Na perspectiva de constitucionalização do Direito, o novo Código de Processo Civil (CPC/2015) tem reiterado os princípios consagrados na Constituição Cidadã e promovido a boa-fé a norma fundamental, estabelecendo que aquele que de qualquer forma participa do processo deve comportar-se de acordo com a boa-fé (art. 5, CPC/2015), respondendo por perdas e danos aquele que litigar de má-fé como autor, réu ou interveniente (art. 79, CPC/2015).
O Código também dispõe que a interpretação do pedido observará o princípio da boa-fé (§2º, art. 322, CPC/2015). Note-se que a boa-fé é um dever tanto das partes como do juízo, uma vez que o processo civil contemporâneo é fundamentado na verdade e na lealdade, considerando a má-fé e outros artifícios desleais à resolução do processo em prazo razoável, condutas a serem punidas. Como pondera Ada Pellegrini, "há muito o processo deixou de ser visto como instrumento meramente técnico, para assumir a dimensão de instrumento ético voltado a pacificar com justiça", por essa razão que "os códigos processuais adotam normas que visam a inibir e a sancionar o abuso do processo, impondo uma conduta irrepreensível às partes e a seus procuradores"1.

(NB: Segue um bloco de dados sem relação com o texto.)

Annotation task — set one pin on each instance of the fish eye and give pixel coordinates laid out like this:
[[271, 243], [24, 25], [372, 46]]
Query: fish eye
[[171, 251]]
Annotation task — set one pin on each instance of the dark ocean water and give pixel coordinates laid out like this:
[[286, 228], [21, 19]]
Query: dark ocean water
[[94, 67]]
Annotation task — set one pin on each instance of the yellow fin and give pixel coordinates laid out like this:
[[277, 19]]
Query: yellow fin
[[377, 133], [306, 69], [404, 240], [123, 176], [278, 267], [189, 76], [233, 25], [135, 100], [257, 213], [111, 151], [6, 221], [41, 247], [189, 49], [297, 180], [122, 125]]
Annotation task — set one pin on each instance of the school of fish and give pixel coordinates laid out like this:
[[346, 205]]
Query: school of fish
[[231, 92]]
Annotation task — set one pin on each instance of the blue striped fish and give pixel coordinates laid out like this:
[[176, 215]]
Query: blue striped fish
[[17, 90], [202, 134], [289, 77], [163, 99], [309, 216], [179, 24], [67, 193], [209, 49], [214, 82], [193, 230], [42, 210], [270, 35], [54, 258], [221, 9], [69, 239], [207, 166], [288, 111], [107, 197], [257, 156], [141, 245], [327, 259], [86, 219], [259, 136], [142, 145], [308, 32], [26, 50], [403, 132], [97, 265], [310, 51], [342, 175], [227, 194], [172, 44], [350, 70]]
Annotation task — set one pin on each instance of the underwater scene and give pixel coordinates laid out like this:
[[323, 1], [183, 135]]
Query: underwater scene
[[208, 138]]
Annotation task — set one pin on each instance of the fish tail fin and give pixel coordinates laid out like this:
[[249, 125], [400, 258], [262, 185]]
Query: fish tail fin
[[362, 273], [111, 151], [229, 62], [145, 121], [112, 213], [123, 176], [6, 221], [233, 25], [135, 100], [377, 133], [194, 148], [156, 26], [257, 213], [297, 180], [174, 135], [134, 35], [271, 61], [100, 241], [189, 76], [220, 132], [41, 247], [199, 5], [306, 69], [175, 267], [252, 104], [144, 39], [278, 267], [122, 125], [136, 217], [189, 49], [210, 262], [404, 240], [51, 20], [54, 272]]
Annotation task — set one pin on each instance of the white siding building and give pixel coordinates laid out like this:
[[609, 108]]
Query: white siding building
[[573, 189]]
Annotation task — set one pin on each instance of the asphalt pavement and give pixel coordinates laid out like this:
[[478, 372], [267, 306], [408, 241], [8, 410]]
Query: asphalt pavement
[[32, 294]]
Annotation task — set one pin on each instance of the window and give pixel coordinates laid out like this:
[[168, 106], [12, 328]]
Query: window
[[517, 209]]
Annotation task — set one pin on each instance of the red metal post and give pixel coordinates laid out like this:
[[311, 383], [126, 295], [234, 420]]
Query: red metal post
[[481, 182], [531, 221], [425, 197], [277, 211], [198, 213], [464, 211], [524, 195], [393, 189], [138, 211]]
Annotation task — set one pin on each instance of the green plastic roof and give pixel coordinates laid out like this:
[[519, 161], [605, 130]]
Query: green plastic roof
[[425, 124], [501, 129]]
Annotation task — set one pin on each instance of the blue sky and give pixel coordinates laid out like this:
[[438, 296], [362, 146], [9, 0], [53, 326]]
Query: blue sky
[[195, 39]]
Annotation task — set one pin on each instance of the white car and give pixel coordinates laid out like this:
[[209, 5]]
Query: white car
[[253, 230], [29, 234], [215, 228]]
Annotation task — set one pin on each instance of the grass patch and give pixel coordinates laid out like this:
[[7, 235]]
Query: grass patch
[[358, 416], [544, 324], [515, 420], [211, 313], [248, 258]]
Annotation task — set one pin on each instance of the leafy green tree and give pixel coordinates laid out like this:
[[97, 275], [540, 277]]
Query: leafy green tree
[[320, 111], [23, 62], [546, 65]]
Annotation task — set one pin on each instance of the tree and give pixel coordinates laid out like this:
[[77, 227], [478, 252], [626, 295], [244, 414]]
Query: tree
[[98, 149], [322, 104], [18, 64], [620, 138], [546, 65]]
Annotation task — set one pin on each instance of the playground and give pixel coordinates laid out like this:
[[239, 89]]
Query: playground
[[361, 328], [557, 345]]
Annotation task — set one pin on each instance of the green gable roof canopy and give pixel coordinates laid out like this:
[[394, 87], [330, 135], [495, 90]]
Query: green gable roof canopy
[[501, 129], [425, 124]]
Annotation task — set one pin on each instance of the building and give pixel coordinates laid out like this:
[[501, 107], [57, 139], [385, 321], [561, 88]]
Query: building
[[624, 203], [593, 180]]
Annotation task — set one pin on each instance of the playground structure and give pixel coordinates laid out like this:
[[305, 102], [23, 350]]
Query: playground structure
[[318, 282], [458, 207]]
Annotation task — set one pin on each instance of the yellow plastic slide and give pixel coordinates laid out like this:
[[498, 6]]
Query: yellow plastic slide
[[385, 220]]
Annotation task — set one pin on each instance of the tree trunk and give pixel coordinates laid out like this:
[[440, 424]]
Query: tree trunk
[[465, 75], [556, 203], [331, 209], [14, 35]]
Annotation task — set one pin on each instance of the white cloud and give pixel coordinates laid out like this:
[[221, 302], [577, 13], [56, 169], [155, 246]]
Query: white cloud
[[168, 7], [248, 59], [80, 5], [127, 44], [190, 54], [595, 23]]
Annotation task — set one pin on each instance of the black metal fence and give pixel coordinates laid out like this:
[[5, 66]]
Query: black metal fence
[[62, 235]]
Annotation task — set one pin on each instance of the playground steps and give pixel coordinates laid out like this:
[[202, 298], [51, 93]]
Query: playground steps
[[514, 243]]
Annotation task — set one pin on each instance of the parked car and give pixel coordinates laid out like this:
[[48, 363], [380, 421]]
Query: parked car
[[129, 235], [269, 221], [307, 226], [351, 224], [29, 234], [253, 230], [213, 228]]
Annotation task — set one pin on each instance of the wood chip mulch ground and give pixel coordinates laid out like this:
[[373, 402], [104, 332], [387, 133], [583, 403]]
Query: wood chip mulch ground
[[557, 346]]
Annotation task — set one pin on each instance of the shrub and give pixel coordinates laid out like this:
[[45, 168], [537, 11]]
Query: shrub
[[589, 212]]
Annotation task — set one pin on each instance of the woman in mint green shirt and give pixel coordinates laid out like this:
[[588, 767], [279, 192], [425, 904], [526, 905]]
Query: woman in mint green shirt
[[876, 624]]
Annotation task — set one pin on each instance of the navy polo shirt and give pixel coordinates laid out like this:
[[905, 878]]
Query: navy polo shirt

Nessa perspectiva, o artigo 80 do CPC de 2015 apresenta as hipóteses em que um litigante será considerado de má-fé, são elas: I) deduzir pretensão ou defesa contra texto expresso de lei ou ato incontroverso; II) alterar a verdade dos fatos; III) usar do processo para conseguir objetivo ilegal; IV) opuser resistência injustificada ao andamento do processo; V) proceder de modo temerário em qualquer incidente ou ato do processo; VI) provocar incidente manifestamente infundado; VII) interpuser recurso com intuito manifestamente protelatório.
A título de exemplo, vê-se configurada a litigância de má-fé com aplicação de multa quando: a parte deliberadamente tenta alterar a verdade dos fatos para obter a concessão de justiça gratuita (AgInt no AREsp 788.359/RS, 3T, Rel. Marco Aurélio Bellizze, Dj 07.03.2017); altera a verdade dos fatos na tentativa de induzir o julgador a erro sobre a tempestividade do Recurso (AgInt nos EDs no AREsp 1.165.982/SP, 4T, Rel. Min. Luis Felipe Salomão, Dj 26.06.2018); quando a parte faz uso do pedido de reconsideração de forma abusiva (RCD nos EDs nos EDs no AREsp 28.096/RJ, 4T, Rel. Min. Luis Felipe Salomão, Dj 17.02.2014); o ajuizamento ou interposição de mais uma ação ou recurso visando aumentar as chances de êxito processual (REsp 1.055.241/SP, 1T, Rel. Francisco Falcão, Dj 18.08.2008).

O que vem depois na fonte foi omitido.